I really wanted to like La Gaviota de Vina, a new Chilean restaurant that has replaced the Red Rooster, a Yugoslavian restaurant on Van Nuys Boulevard. Anybody would want to like this restaurant, which looks almost the same as it did during its Red Rooster era. (I’d wanted to like the Red Rooster, too, so this dilemma might well come with the setting.) It’s a modest, pretty dining room, with comfortable gray banquettes and shell-pink walls adorned with old musical instruments. La Gaviota’s proprietors added black and white photographs of Chile, so that you can gaze at haunting Easter Island statues and the Chilean Ocean. I walked in for the first time and was charmed.

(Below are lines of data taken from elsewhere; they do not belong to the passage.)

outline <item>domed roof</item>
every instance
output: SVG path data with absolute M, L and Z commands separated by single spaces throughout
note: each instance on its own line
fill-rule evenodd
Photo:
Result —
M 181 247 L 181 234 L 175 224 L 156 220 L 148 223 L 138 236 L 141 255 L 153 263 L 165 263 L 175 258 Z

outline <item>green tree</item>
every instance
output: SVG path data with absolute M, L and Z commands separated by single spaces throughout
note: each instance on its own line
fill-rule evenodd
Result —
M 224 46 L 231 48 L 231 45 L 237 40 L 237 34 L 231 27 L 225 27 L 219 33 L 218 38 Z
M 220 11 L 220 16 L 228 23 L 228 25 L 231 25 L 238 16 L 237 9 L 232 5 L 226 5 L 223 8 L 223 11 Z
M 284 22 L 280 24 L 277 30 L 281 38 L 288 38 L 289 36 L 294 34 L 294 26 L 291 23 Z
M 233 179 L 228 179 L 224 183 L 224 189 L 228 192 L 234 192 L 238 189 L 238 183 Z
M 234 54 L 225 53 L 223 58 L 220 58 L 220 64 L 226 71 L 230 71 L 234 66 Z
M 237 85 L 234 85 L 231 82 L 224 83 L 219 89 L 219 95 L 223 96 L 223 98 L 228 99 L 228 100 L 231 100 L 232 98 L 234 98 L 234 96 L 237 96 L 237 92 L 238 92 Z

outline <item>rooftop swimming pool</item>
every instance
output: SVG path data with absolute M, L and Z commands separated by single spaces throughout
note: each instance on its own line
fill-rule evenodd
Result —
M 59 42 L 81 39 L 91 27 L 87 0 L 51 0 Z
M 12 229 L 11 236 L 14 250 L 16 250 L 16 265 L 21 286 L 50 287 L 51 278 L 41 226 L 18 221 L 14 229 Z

My first meal there did little to discourage my high hopes. The ceviche, made with sea bass and little pink clams, was spicy and refreshing at the same time. And my own grandmother couldn’t have made a more nourishing and hearty stew than the cazuela de vacuno , a clear broth with short ribs, potatoes, corn and carrots. The “Albacore Danny,” described as swordfish sauteed in butter, was a mediocre cut of fish dressed to good advantage in a light tomato sauce; it wasn’t nearly as compelling as the major mountain of mashed potatoes that came on the same plate. Yet all told, in that pretty room, with pretty good, reasonably priced food, we had a pretty good time. I looked forward to coming back.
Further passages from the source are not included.